A controversial man-made lake in Tumalo was making some more noise Monday in a small, rural neighborhood — this time on purpose, to hear just how loud water-skiing boats would be.

The two lakes are on private land, but are holding Tumalo Irrigation District water. The private landowners developed the lakes for a second, more controversial reason — to use as water-ski lakes.

Some neighbors have expressed concern about noise, among many other things. So developers hired an acoustical engineer to test the sound level the boats make on the water, to hopefully put to bed that particular issue.

“The buzzing back and forth all day long is not like a lawn mower that runs maybe twice a week for 45 minutes. It’s not like a tractor,” said Marilyn Hamper, a neighbor who opposes the lakes.

One neighbor used to share the same sentiment. However, Scott Waters changed his mind.

“Well, I absolutely cannot hear any activity from this lake at my place,” Waters said. “The birds chirping or the squirrels yapping make a lot more noise.”

The neighbors are divided, and the property owner is in limbo as Deschutes County continues at least a year’s worth of meetings on the issue.

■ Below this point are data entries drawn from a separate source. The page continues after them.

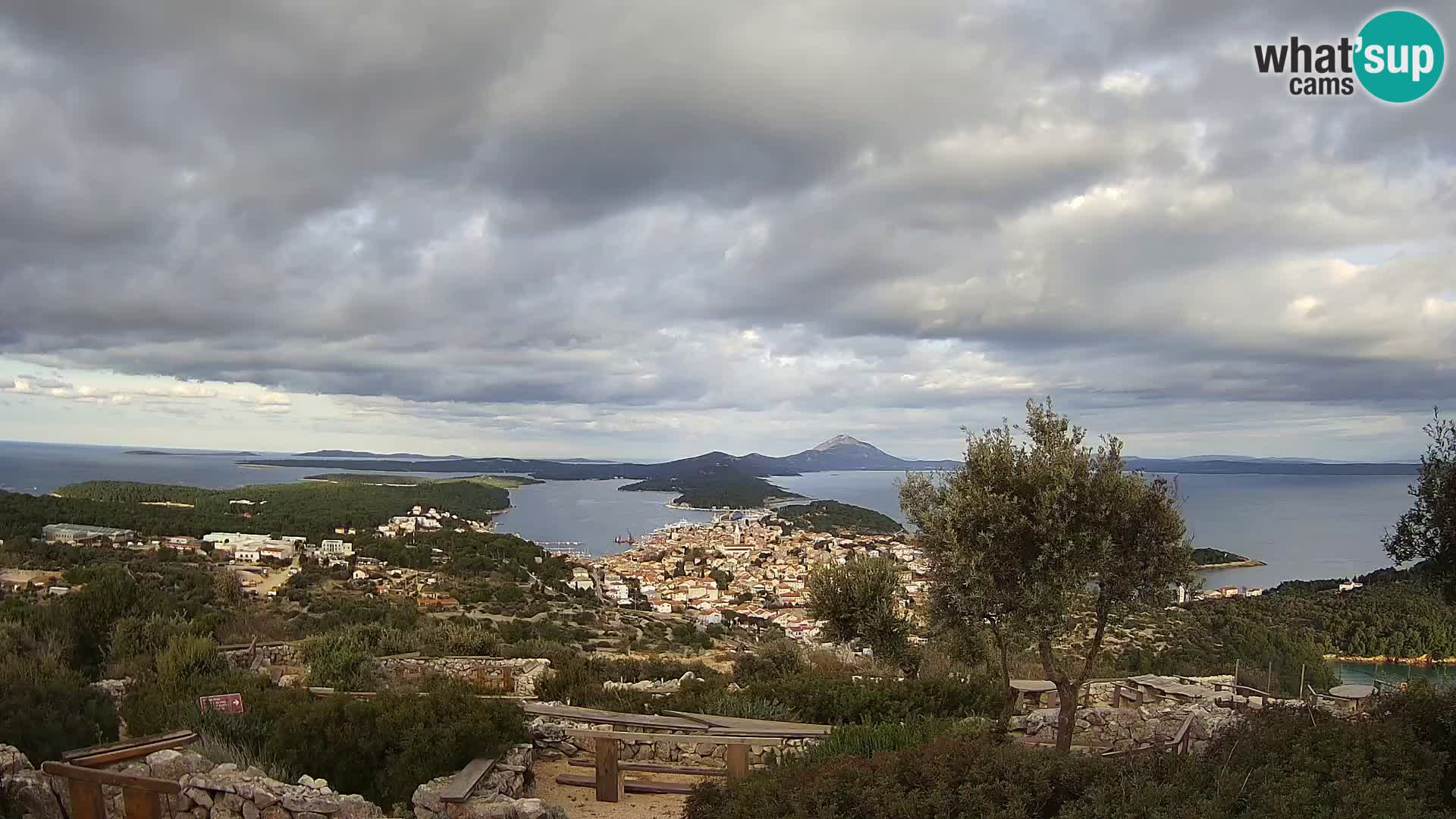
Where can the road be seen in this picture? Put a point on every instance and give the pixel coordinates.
(275, 579)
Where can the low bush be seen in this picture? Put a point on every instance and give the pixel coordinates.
(1277, 764)
(47, 708)
(830, 698)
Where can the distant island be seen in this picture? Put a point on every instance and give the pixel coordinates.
(164, 452)
(837, 519)
(360, 453)
(720, 488)
(498, 482)
(1219, 558)
(717, 480)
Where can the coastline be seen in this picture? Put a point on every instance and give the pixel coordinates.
(1382, 659)
(1235, 564)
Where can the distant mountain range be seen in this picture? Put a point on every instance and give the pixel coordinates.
(836, 453)
(394, 455)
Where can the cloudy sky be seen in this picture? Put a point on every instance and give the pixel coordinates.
(658, 228)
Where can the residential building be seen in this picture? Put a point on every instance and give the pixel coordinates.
(80, 534)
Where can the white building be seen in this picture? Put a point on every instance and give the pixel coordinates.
(235, 538)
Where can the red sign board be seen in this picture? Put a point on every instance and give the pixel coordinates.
(221, 703)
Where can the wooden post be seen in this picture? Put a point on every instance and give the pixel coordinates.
(86, 802)
(737, 760)
(609, 777)
(140, 803)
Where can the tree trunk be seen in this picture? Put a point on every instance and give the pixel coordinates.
(1009, 704)
(1066, 714)
(1066, 694)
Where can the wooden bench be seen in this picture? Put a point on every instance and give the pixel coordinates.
(107, 754)
(460, 786)
(140, 796)
(610, 783)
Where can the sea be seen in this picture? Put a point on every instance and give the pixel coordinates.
(1302, 526)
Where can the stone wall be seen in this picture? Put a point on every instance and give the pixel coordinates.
(209, 792)
(284, 664)
(526, 673)
(551, 741)
(226, 792)
(1126, 727)
(497, 796)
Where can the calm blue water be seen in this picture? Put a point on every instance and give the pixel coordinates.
(1304, 526)
(1394, 672)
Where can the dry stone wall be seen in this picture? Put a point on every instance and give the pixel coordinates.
(500, 795)
(284, 665)
(551, 741)
(1128, 727)
(228, 792)
(209, 792)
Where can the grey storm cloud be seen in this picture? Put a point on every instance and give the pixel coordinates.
(742, 206)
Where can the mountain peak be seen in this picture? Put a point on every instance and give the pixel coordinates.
(839, 441)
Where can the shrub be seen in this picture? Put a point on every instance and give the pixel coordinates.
(726, 704)
(47, 708)
(769, 661)
(837, 698)
(343, 661)
(384, 746)
(1274, 765)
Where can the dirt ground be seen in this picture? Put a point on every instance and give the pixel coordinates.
(582, 803)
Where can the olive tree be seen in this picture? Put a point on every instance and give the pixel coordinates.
(1429, 528)
(1044, 539)
(859, 602)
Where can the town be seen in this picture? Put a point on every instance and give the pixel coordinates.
(742, 569)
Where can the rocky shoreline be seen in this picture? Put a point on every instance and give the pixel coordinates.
(1235, 564)
(1382, 659)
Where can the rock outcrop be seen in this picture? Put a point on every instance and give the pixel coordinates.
(500, 795)
(551, 741)
(1128, 727)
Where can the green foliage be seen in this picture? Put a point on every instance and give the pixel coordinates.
(836, 698)
(310, 509)
(343, 661)
(47, 708)
(861, 604)
(1034, 531)
(748, 707)
(1274, 765)
(837, 518)
(878, 738)
(715, 490)
(384, 746)
(1215, 557)
(1429, 528)
(1213, 635)
(769, 661)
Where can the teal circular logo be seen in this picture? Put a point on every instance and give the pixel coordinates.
(1400, 55)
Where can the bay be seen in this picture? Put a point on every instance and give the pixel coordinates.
(1302, 526)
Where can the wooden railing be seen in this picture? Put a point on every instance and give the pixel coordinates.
(610, 784)
(140, 796)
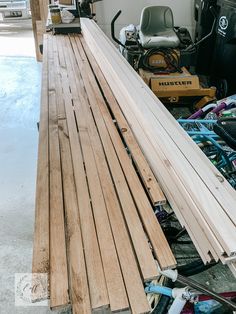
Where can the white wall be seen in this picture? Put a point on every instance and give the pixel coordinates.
(131, 11)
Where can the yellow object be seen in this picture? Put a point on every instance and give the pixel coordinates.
(55, 16)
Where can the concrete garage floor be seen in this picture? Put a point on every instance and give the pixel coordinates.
(20, 78)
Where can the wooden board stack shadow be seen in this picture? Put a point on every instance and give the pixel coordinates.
(96, 233)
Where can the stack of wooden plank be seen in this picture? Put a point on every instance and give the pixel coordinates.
(202, 199)
(96, 233)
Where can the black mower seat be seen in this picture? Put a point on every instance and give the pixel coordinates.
(226, 129)
(157, 28)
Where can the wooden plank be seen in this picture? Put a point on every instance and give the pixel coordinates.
(202, 240)
(58, 258)
(131, 276)
(152, 227)
(156, 195)
(200, 236)
(40, 263)
(115, 286)
(232, 267)
(214, 179)
(79, 290)
(35, 14)
(167, 176)
(97, 284)
(205, 198)
(144, 256)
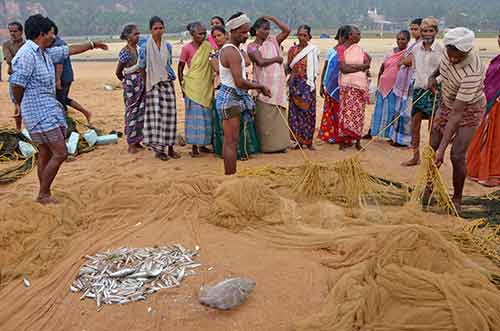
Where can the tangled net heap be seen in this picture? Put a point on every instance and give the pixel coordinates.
(397, 269)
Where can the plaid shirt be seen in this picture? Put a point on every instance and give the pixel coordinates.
(34, 70)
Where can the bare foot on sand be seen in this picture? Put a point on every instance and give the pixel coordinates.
(204, 149)
(88, 116)
(132, 149)
(413, 162)
(46, 200)
(458, 204)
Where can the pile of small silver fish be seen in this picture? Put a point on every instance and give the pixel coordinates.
(131, 274)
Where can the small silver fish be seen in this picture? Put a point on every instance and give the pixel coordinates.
(123, 272)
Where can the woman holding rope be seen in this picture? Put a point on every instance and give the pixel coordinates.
(483, 159)
(303, 65)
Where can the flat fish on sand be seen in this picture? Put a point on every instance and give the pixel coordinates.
(227, 294)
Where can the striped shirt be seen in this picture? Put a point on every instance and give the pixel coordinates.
(463, 81)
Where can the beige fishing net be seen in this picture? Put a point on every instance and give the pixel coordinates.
(397, 268)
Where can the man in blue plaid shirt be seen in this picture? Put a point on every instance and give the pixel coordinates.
(34, 89)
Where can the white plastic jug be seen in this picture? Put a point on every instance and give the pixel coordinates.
(107, 139)
(26, 133)
(72, 143)
(91, 137)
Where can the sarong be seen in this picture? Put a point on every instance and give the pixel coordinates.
(160, 120)
(135, 103)
(198, 128)
(352, 113)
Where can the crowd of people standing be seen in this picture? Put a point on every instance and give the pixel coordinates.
(271, 107)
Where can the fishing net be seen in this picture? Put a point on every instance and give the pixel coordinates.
(396, 268)
(9, 151)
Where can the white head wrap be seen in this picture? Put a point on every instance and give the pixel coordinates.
(237, 22)
(461, 38)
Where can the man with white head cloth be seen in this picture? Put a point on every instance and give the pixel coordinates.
(233, 98)
(425, 57)
(463, 104)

An engineer from Portland is collecting sound data to show the county. He measured over four days the sound decibels from multiple locations along one of the lakes.

“You know what’s going on when I’m getting the maximum of the boat. Is it just the boat or other sources,” said Kerrie Standlee, an acoustical engineer.

Background noises like jets, construction and even wind combine with the noise of the boat.

Standlee took rigorous notes during each test, to account for any sounds that could skew the data.

Monday ‘s background noise read at about 32 decibels. When the boat went by, the number rose to 43 DB. However, a jet flew by at that time. Sadlee said a jet hits somewhere around 60 decibels.

“This is very quiet. These are very quiet boats,” Sadlee said.

Most neighbors say the peace and quiet is why they moved to the rural neighborhood. Along with the lakes, the definition of peace and quiet is up for debate.

The debate will continue on Sept. 29 at another meeting of Deschutes County Commissioners.